Saturday, November 22, 2014

A Life of Ethics

Yesterday I caught part of a BBC radio interview with Sir Nicholas Winton who saved over 600 Jewish children from certain death during Hitler's occupation.  If you are not familiar with his story, it's easy to find documentaries and interviews that are well worth watching. While this story is remarkable, the interviewer pointed out Sir Winton's lifetime of service to many charitable causes. And then he asked about religious belief. Sir Winton was born to Jewish parents but became a Christian in his early life, was baptized and described himself as a devoted follower. He became disillusioned with religion as he described realizing that both sides of the war were praying to the same god for victory. The interviewer then recounted the long list of lifetime service and asked, "If faith was not your motivation, what drove you to such levels of service?" Sir Winton answered with one word, "Ethics".
With prodding, he explained. If we would simply be driven by ethics, doing the right things, the world would be a better place, wouldn't it? Just simple love, compassion and doing the right things.
For those who have become disillusioned with religion, Sir Winton's explanation is as plain and simple as it can be. We watch righteous, religious leaders justify abandonment of love and compassion with an odd belief that god has some mysterious ethical standard that supersedes it.
And beyond religion, the lack of ethics has permeated our world in every corner. We live in a world that is driven by greed. In the US productivity is a huge focus - getting the most from the least. Meanwhile, we applaud those at the top for accumulating wealth and demonize the struggling masses in fear that they may "get something for nothing." How is a football player's effort worth millions and a teacher's effort worth thousands? How is a CEO's efforts worth thousands of times what the front line worker makes? What is the ethical answer?
Does anyone ask "what is the right thing to do?"
Living by ethics is very simple. "Do unto others what you would have others do unto you?"
Shed judgement. Look squarely at the facts and act on what is in front of you at the moment.
Sometimes it seems we have been taught to look for excuses not to do the right thing. If I feed that hungry cat that keeps showing up on the front porch, he will keep coming expecting food. True. And then he will return the favor by ridding your home of rodents and he will love you.
Feed people. Give them shelter. Do the right thing. Shed judgement.
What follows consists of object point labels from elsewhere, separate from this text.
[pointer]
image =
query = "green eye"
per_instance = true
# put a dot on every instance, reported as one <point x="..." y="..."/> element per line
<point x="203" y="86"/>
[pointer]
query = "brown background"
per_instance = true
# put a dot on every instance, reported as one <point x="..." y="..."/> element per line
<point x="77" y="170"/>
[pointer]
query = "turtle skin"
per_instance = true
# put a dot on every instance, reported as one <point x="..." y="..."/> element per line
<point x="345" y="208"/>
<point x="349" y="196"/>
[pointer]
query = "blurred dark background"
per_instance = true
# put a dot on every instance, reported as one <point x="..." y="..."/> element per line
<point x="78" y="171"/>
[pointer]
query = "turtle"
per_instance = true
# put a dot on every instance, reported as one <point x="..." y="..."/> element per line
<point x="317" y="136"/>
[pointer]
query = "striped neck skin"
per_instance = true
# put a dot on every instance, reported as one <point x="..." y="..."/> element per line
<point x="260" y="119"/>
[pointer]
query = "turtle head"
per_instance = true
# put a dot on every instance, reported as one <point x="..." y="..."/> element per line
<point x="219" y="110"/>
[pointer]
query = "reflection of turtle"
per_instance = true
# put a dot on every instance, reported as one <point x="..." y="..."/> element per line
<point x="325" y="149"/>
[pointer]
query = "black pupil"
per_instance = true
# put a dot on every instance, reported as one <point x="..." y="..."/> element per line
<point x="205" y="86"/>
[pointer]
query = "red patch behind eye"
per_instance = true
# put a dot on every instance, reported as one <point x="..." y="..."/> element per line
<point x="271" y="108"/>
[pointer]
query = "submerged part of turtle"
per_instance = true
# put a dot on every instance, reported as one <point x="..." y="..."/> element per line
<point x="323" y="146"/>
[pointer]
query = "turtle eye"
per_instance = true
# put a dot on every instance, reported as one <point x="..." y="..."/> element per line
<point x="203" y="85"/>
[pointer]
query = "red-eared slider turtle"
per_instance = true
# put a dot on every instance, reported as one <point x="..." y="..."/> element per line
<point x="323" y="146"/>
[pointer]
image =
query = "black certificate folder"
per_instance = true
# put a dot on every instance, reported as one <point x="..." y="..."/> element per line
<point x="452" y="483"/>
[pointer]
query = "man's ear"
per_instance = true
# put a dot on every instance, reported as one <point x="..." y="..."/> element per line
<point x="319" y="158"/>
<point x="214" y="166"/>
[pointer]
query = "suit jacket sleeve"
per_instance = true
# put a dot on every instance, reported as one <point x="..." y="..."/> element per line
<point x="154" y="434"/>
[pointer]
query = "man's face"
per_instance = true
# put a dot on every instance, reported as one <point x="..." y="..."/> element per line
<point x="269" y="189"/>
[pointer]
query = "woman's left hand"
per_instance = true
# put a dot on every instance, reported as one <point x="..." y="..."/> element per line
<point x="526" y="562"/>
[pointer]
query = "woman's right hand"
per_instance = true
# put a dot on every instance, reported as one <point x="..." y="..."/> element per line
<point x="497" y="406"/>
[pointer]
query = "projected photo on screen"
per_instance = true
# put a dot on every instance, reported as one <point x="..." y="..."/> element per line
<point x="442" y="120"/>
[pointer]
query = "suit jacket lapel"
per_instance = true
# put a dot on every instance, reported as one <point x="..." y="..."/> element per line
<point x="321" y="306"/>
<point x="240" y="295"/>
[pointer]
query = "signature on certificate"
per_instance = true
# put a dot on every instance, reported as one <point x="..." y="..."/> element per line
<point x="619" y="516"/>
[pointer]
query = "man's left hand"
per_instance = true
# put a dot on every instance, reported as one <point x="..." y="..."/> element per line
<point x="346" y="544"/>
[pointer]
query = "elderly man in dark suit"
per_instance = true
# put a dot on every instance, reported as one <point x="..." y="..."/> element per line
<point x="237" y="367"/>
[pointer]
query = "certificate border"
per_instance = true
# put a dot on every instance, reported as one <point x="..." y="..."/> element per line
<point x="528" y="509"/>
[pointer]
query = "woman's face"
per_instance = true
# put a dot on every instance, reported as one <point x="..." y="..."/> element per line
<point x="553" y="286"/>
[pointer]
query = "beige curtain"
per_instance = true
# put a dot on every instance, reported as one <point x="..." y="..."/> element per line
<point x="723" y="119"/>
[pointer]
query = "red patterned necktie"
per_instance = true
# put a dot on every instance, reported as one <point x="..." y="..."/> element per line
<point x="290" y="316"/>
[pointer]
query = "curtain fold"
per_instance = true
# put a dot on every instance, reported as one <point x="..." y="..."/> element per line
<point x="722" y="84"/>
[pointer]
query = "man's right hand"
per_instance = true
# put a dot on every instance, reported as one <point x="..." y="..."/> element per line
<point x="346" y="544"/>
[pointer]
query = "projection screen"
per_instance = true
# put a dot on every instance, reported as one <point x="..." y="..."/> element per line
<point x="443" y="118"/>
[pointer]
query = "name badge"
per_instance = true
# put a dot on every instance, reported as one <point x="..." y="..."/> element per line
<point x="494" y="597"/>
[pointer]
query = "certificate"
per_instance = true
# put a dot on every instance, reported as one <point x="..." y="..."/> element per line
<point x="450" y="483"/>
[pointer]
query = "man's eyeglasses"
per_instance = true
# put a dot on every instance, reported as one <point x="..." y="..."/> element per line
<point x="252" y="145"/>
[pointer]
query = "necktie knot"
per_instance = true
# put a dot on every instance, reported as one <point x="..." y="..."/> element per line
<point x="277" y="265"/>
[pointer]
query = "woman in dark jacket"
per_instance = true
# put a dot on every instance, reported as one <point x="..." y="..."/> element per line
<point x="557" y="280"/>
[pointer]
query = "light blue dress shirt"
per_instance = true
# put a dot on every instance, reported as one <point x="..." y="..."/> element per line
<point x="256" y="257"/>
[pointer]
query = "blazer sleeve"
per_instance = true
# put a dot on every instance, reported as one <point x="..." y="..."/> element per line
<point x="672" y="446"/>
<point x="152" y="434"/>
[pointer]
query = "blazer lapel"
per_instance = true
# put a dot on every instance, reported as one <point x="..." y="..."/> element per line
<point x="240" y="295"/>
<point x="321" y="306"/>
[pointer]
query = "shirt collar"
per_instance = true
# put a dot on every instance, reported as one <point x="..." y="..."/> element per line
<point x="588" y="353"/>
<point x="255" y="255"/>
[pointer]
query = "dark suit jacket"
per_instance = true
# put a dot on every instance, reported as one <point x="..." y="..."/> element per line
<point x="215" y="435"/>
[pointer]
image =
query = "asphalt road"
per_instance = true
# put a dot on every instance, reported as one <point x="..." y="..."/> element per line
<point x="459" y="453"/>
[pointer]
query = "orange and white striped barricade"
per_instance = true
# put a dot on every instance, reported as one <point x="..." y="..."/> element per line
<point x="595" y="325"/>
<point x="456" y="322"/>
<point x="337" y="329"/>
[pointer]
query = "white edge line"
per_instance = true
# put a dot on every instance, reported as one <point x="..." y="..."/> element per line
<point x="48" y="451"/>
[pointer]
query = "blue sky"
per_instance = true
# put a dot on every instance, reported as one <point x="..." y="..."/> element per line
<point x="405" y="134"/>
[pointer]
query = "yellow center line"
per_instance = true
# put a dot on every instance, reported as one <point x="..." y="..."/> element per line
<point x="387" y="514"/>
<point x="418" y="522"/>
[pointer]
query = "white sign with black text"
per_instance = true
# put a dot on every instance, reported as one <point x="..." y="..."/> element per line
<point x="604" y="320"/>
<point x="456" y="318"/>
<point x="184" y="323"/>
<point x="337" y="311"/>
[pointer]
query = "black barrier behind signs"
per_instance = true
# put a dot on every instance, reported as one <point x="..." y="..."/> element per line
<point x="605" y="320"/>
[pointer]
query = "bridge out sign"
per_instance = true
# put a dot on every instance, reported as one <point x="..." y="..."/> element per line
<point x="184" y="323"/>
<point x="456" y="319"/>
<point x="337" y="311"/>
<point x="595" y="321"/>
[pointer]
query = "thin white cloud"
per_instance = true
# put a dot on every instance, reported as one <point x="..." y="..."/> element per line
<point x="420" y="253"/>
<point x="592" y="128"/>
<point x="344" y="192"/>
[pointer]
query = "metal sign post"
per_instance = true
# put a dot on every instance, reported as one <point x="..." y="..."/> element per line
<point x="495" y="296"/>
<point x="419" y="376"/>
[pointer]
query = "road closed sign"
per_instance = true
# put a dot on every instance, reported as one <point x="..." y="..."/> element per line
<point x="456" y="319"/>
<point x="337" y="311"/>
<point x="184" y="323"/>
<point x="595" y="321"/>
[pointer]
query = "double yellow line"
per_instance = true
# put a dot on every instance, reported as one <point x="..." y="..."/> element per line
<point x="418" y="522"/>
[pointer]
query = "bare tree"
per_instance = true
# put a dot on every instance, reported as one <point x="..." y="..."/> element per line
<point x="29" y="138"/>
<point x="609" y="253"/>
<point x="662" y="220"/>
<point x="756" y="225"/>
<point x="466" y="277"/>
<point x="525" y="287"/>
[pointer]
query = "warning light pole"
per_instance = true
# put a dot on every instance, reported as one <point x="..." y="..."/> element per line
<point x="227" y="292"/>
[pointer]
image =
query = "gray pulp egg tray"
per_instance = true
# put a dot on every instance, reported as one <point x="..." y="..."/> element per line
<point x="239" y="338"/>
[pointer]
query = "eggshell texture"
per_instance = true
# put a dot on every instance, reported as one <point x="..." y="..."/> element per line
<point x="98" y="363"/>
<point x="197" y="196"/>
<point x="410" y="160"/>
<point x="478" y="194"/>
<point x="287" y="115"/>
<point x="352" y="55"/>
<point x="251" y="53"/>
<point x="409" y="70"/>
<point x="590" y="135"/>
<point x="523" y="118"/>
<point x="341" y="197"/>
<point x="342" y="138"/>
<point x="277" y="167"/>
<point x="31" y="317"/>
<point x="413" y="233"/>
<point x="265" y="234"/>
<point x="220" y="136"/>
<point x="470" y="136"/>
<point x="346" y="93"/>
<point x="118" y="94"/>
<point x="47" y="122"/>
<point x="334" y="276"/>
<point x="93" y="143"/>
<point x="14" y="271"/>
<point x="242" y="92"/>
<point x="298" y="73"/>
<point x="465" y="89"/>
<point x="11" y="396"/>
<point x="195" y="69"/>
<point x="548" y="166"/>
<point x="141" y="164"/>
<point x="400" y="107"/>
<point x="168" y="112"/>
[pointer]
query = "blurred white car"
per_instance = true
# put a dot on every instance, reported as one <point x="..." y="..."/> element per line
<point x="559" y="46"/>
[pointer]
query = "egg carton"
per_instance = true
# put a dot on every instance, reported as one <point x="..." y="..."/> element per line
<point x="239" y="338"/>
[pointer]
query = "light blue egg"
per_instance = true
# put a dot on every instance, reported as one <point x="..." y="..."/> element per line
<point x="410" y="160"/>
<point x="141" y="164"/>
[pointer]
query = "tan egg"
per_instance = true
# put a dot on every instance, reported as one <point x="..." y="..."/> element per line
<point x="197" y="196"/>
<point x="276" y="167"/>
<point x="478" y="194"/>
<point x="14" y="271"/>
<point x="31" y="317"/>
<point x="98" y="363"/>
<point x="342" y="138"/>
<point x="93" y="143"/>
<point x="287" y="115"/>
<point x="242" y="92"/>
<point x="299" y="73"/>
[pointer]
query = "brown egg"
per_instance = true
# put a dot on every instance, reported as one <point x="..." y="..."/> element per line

Shed expectation.
An interesting part of Sir Winton's story is that he did not try to follow the hundreds of children to see how their lives had gone. When asked about it, he said that he trusted that the many adopted homes were well vetted and his mother had ensured all was well. Indeed, you will see if you seek the reunion documentary, the stories are overwhelmingly positive. Sir Winton knew he had done the right thing and needed no validation.
When we know we are doing the right thing - the ethical thing - there is no need for validation.
I believe this is the most deeply spiritual path. It is driven from our deepest core and the deepest understanding of connection to all things. All other paths are false, no matter how you dress them.


1 comment:

  1. Well said, Linda.
    This reminds me of the debate that without religion the world would devolve into anarchy and degradation because only religious people (read Christian or Muslim or Jews) have a moral compass.I agree with Sir Winton, ethics is a human trait, not one exclusive to those following a religion. Almost always, religion is the source of conflict, not the solution. It blinds people to what is morally right.